Originally published Friday, March 28, 2008 at 12:00 AM
Movie review
"Stop Loss": War drama enlists squad of skillful actors
MOVIE REVIEW In "Boys Don't Cry," her remarkable 1999 debut film, writer/director Kimberly Peirce proved herself a master at depicting small-town...
Seattle Times movie critic
"Stop-Loss,"with Ryan Phillippe, Abbie Cornish, Channing Tatum, Joseph Gordon-Levitt, Ciarán Hinds, Timothy Olyphant. Directed by Kimberly Peirce, from a screenplay by Mark Richard and Peirce. 113 minutes. Rated R for graphic violence and pervasive language. Several theaters.
In "Boys Don't Cry," her remarkable 1999 debut film, writer/director Kimberly Peirce proved herself a master at depicting small-town longing and a young person's railing against injustice, creating a very specific love story that nonetheless felt universal. Nine years later, she's returned with a very different kind of story, but a similar feel — and with another troupe of fine young actors who raise the uneven but heartfelt "Stop-Loss" above the ranks of many other recent Iraq war features.
Brandon (Ryan Phillippe) is a young soldier who has completed his tour of duty in Iraq and returns home to his small Texas town, scarred but ready to begin life again. When he is "stop-lossed" (the military policy through which an enlistment can be indefinitely extended) and told he must return to Iraq, his plans are shattered. Angry and betrayed, he goes on the run, aided by his longtime friend Michele (Abbie Cornish) and pursued by his best friend and fellow soldier Steve (Channing Tatum). "This isn't who we are," says Steve, horrified by his friend's behavior. "We're soldiers. We stand for something."
Peirce (inspired to create this story when her own brother enlisted after 9/11) and co-writer Mark Richard are precise in their shaping of Brandon as a good and patriotic soldier whose issues are not so much with the war as with the policy. He's fulfilled his end of the bargain and returned home miraculously whole; why can't the government live up to its promise? A brisk officer informs him that the stop-loss policy is in effect in times of war. "The president says the war is over," says Brandon; it is, quite possibly, the first time he's ever contradicted a man in uniform.

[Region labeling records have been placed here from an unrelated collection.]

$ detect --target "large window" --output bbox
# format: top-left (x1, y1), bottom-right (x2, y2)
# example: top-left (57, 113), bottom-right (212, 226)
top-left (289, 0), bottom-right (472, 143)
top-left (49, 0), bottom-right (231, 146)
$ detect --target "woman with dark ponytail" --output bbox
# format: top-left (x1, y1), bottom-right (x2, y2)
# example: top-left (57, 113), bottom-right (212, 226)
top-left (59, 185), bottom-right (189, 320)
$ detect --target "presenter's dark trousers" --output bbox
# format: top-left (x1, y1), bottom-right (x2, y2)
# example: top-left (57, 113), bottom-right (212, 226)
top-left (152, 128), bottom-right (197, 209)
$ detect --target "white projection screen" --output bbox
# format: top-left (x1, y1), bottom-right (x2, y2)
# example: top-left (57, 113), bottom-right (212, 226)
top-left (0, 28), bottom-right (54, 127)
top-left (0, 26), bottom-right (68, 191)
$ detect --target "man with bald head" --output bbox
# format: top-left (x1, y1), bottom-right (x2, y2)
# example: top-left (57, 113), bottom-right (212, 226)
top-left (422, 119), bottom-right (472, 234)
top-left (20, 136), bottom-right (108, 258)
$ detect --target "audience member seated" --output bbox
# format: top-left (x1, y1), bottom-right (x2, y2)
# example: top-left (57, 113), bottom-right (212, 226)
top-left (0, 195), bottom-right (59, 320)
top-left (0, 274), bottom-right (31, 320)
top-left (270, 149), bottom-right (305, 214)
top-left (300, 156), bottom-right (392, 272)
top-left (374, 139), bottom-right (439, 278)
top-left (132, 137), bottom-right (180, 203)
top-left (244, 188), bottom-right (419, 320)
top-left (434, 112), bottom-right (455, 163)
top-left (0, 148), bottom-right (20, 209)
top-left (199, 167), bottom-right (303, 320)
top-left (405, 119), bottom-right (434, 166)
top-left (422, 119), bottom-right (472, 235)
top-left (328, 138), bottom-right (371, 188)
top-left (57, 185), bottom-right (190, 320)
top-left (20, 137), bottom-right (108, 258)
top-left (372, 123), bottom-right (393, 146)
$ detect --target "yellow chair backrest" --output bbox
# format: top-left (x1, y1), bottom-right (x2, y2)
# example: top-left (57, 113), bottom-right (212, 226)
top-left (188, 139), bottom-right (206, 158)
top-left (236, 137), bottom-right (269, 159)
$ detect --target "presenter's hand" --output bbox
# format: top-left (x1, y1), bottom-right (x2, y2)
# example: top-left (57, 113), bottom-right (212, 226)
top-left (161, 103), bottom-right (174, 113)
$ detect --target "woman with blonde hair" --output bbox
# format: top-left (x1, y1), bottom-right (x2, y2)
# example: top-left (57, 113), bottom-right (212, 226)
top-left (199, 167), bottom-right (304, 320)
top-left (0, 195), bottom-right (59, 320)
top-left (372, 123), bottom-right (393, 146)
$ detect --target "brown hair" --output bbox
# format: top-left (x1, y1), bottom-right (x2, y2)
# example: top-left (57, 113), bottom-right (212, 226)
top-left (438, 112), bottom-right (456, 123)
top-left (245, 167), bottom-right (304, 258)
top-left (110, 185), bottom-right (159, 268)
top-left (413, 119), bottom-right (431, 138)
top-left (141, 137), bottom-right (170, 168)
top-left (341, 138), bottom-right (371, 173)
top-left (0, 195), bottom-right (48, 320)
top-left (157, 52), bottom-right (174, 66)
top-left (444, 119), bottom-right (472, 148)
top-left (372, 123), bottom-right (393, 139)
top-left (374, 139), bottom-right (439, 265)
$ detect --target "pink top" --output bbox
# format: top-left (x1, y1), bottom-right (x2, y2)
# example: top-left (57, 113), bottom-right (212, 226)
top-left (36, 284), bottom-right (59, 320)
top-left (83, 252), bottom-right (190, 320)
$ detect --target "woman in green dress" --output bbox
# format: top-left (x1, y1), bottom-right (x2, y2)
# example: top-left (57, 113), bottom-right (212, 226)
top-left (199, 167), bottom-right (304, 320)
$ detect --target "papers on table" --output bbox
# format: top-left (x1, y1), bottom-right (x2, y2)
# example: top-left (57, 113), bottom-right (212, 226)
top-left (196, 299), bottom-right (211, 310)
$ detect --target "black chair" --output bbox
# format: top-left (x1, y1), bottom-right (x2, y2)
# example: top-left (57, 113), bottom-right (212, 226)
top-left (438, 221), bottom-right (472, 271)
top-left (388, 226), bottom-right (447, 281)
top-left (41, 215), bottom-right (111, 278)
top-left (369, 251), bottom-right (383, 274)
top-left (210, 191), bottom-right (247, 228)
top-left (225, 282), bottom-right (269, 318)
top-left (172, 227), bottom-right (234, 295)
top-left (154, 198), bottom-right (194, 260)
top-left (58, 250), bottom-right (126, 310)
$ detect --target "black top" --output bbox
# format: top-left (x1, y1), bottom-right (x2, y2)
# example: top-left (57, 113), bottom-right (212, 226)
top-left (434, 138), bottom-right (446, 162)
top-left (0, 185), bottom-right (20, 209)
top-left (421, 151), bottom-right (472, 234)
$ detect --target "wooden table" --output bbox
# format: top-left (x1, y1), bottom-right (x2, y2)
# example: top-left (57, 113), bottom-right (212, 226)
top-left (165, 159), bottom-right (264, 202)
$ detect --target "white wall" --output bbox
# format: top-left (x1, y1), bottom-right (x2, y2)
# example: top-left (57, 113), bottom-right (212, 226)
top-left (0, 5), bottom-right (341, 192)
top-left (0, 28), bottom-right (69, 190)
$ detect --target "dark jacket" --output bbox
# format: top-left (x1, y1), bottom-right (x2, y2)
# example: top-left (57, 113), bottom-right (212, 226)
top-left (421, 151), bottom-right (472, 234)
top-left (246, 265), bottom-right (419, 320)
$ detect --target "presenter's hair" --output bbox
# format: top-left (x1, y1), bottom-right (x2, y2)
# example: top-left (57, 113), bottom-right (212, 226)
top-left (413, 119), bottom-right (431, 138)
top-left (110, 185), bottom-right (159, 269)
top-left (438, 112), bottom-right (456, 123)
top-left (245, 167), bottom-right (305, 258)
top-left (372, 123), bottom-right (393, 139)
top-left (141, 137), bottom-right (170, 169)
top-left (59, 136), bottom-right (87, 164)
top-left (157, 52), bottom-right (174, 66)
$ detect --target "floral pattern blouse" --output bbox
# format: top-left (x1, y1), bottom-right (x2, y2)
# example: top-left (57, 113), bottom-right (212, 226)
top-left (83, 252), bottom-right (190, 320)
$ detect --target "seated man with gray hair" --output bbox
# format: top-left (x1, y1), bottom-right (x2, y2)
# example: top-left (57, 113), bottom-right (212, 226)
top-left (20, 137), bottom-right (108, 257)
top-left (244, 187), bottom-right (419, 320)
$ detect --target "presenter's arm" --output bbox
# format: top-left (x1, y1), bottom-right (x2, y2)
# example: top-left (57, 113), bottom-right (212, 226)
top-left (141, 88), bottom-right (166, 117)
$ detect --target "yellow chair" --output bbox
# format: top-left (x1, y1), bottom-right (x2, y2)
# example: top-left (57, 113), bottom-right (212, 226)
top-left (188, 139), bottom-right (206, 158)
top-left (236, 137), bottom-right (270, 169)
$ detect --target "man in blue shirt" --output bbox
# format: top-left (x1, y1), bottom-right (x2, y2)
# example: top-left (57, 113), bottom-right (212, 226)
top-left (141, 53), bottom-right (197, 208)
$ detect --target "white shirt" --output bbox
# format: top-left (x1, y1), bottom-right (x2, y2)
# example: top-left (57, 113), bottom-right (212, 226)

Taking place mostly over a series of dark nights, "Stop-Loss" at times struggles to keep its narrative momentum; a repeated theme of soldier-made videos from the war front, accompanied by rock music, seems to interrupt the drama rather than heighten it. But the characters, enacted by a skillful young cast, get under your skin. Phillippe tends to be one of those actors who's either very good or not good at all; here he carries the movie with ease, slipping into a soft Texas accent and letting us see Brandon's conflict between being brave and being dutiful. Cornish, as Michele, has the kind of languid, bored prettiness Chloë Sevigny employed in "Boys Don't Cry." Her role is crucial: She symbolizes what Brandon must leave behind, and though she's given little personality in the screenplay, Cornish makes her a warm and urgent presence.
The ending of "Stop-Loss" is unsatisfying yet inevitable; no other resolution would make sense. It's a film that blazes with passion for its subject, even as it doesn't always know what to do with its characters. Though it's no "Boys Don't Cry" (and the recent box-office track record for Iraq war films indicates that it may not be around for long), there's something about "Stop-Loss" that haunts you: Peirce has an uncanny way of catching the fierce light in her actors' eyes.